Now he sat cross-legged on one of the blankets Zalia had given them to spread on the hay, the other two cast aside. He was looking out into the yard, past the porch where Gran-pere had told his tale, and toward the river. The moon flitted in and out of the clouds, first brightening the scene to silver, then darkening it. Eddie hardly saw what he was looking at. His ears were trained on the floor of the barn below him, where the stalls and pens were. She was down there somewhere, he was sure she was, but God, she was so quiet.
And by the way, who is she? Mia, Roland says, but tha
t's just a name. Who is she really?
But it wasn't just a name. It means mother in the High Speech, the gunslinger had said.
It means mother.
Yeah. But she's not the mother of my kid. The chap is not my son.
A soft clunk from below him, followed by the creak of a board. Eddie stiffened. She was down there, all right. He'd begun to have his doubts, but she was.
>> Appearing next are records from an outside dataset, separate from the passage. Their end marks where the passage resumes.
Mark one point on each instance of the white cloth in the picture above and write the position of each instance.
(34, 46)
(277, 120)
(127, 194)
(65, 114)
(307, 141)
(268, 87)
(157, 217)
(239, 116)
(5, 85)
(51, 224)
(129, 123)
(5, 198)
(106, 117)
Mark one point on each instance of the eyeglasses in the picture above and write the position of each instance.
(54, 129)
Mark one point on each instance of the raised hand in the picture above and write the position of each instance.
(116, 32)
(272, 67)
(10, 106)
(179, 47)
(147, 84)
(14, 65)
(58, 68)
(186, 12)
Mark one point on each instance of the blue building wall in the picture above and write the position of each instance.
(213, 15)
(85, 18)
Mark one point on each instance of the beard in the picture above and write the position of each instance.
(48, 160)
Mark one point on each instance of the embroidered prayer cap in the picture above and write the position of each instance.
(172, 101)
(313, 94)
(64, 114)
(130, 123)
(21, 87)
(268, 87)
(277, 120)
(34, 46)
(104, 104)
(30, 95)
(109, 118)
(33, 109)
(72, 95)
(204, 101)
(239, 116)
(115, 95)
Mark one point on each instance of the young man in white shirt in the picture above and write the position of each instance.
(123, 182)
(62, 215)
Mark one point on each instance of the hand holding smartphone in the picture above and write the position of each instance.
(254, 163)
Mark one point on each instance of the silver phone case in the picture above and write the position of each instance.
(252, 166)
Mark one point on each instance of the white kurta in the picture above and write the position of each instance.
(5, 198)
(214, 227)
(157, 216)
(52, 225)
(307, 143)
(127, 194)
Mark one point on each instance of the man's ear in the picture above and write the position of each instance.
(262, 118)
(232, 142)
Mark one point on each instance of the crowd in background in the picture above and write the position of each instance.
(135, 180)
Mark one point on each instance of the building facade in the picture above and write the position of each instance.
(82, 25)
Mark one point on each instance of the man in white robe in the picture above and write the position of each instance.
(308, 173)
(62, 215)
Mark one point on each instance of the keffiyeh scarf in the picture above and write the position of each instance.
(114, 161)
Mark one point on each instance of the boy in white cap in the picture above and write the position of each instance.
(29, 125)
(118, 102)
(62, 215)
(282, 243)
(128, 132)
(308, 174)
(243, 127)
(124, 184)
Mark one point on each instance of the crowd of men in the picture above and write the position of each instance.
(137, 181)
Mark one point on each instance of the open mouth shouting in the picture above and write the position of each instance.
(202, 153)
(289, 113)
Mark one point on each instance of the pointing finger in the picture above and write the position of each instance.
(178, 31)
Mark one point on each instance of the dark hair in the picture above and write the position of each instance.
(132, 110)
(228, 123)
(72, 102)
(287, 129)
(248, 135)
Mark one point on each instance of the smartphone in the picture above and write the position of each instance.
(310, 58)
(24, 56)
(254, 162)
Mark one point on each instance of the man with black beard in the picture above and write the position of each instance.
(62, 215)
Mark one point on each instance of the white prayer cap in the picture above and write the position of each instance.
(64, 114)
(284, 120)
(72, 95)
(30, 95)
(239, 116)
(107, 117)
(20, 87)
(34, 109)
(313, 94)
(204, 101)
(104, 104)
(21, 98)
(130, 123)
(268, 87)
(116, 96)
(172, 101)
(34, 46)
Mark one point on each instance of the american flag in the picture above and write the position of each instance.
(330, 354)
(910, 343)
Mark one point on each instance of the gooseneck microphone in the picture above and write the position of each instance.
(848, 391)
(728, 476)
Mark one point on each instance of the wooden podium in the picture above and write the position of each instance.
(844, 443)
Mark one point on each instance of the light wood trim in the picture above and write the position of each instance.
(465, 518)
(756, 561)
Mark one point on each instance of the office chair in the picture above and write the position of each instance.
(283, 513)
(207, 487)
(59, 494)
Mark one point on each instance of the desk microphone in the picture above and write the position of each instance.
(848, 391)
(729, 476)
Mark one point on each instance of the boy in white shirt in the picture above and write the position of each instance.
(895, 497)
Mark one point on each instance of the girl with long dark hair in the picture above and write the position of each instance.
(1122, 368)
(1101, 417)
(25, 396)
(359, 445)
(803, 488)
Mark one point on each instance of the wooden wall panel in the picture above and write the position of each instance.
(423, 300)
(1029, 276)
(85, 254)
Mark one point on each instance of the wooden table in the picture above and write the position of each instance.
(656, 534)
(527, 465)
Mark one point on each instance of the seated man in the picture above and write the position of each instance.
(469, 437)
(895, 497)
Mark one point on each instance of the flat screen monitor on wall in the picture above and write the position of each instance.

He had awakened after perhaps six hours of deep and dreamless sleep to discover she was gone. He went to the barn's bay door, which they'd left open, and looked out. There she was. Even by moonlight he'd known that wasn't really Susannah down there in the wheelchair; not his Suze, not Odetta Holmes or Detta Walker, either. Yet she wasn't entirely unfamiliar. She--
You saw her in New York, only then she had legs and she knew how to use them. She had legs and she didn't want to go too close to the rose. She had her reasons for that, and they were good reasons, but you know what I think the real reason was? I think she was afraid it would hurt whatever it is she's carrying in her belly.
Yet he felt sorry for the woman below. No matter who she was or what she was carrying, she'd gotten herself into this situation while saving Jake Chambers. She'd held off the demon of the circle, trapping it inside her just long enough for Eddie to finish whittling the key he'd made.
If you'd finished it earlier--if you hadn't been such a damned little chickenshit--she might not even be in this mess, did you ever think of that?
Eddie had pushed the thought away. There was some truth to it, of course--he had lost his confidence while whittling the key, which was why it hadn't been finished when the time of Jake's drawing came--but he was done with that kind of thinking. It was good for nothing but creating a truly excellent array of self-inflicted wounds.
Whoever she was, his heart had gone out to the woman he saw below him. In the sleeping silence of the night, through the alternating shutters of moonlight and dark, she pushed Susannah's wheelchair first across the yard . . . then back . . . then across again . . . then left . . . then right. She reminded him a little of the old robots in Shardik's clearing, the ones Roland had made him shoot. And was that so surprising? He'd drifted off to sleep thinking of those robots, and what Roland had said of them: They are creatures of great sadness, I think, in their own way. Eddie is going to put them out of their misery. And so he had, after some persuasion: the one that looked like a many-jointed snake, the one that looked like the Tonka tractor he'd once gotten as a birthday present, the ill-tempered stainless-steel rat. He'd shot them all except for the last, some sort of mechanical flying thing. Roland had gotten that one.